Publisher: University of North Carolina Press
Retail Price: $40.00
Issue: Summer 2012
ISBN: : 978-0-8078-3542-5
A Grand Narrative of the Western War
Earl Hess has produced another fine study, this one long needed and much anticipated. An overview of the Civil War in the Western Theater had been needed for many years, especially since more historians are agreeing that the war was decided in the West. This volume, as the title indicates, stops at the Mississippi River, and it would have been even better had it included the so-called Trans-Mississippi. Perhaps the author will produce such a companion volume; certainly he is more than qualified to do so.
This history is very much an overview of the significant campaigns and battles in the west, beginning with the evolution of events in 1861 and ending with a delightful portrait of William T. Sherman’s feud with Edwin Stanton following the end of the western war in North Carolina. Hess notes in a well-reasoned conclusion that had Robert E. Lee not surrendered when he did, Sherman’s successes could have led to an appropriate conclusion: “the West would have won the war in the East and the Western Federals would have had even more reason to brag about the decisive role they played in saving the Union” (319).
Hess’s study is primarily focused on military affairs and closely related political issues, both within the armies and beyond. For those who support more inclusion of the social and economic dynamics, Hess has not provided a broad discussion of these aspects of the western war, though they are represented from time to time.
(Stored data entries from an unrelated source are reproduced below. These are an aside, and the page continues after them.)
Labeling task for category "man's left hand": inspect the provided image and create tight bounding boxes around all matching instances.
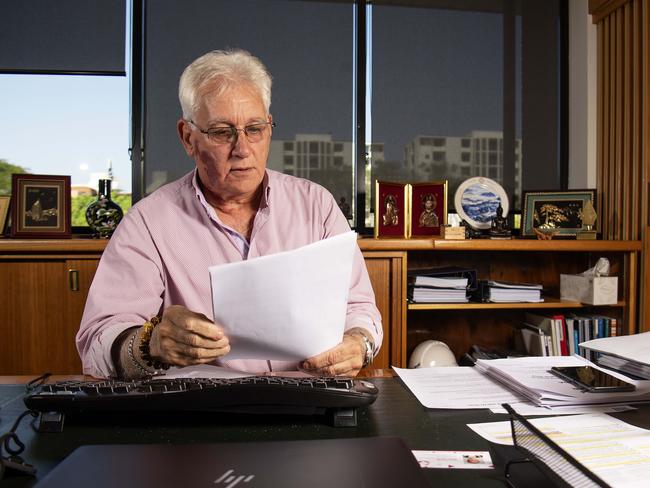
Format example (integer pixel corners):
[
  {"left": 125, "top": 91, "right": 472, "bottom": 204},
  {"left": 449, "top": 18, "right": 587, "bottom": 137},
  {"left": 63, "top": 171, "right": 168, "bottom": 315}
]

A larger inclusion would have doubled the size of the book. The major strength of the book is his bringing together primary and printed sources that paint a portrait of the inner-activities of both armies, personality issues among officers and politicians, the impact of freed slaves on army operations, and occasional local political overtones. This volume is much more than a blow-by-blow military narrative; it includes why things happened, how they happened, and the ramifications, and he does not hesitate to challenge ideas long imbedded in the historiography of the West.
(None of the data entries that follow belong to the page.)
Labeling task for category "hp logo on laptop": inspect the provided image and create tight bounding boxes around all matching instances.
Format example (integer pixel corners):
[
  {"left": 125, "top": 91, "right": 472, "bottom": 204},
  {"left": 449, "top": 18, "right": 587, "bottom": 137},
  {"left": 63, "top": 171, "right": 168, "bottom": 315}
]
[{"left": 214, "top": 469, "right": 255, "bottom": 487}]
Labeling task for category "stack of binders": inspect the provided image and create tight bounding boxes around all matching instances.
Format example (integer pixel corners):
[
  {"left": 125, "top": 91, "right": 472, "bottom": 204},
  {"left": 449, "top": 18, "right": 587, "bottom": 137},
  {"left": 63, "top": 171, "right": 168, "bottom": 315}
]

Some of his conclusions are arguable to be sure, but that makes reading the book that much more enjoyable. One example is Hess’s well-reasoned argument that Henry Halleck could not have taken his large army southwest to take Vicksburg after he had captured Corinth. Logistical and political concerns regarding the need for troops elsewhere certainly played a role in his decision. Nevertheless, given the poor leadership qualities of Confederate officers in Mississippi, it is certainly possible that Halleck could have overwhelmed resistance and Vicksburg defenses. We shall never know what might have happened, but the issue is compelling.
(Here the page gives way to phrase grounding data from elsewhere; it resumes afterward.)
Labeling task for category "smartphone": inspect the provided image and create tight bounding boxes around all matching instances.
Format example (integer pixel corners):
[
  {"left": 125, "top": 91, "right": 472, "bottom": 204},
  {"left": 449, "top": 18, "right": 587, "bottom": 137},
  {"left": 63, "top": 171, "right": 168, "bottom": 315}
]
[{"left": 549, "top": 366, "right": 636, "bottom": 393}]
Hess also lets at least one general off of the hook. His discussion of John Bell Hood’s campaign is well-written and to the point, but he never takes Hood to task for destroying his army. Of course, Hess’s critique of Hood may not be as severe as this reviewer’s.
Overall, this is the latest in a long line of outstanding works by Earl Hess. His grasp of the many complex issues of the Western Theater is masterful, and certainly he has produced a work that will stand the test of time as the volume to turn to for an understanding of, and more importantly, the significance of, the Western Theater in determining the outcome of the Civil War.
Michael B. Ballard is coordinator of the Congressional Collection at the Mississippi State University Libraries.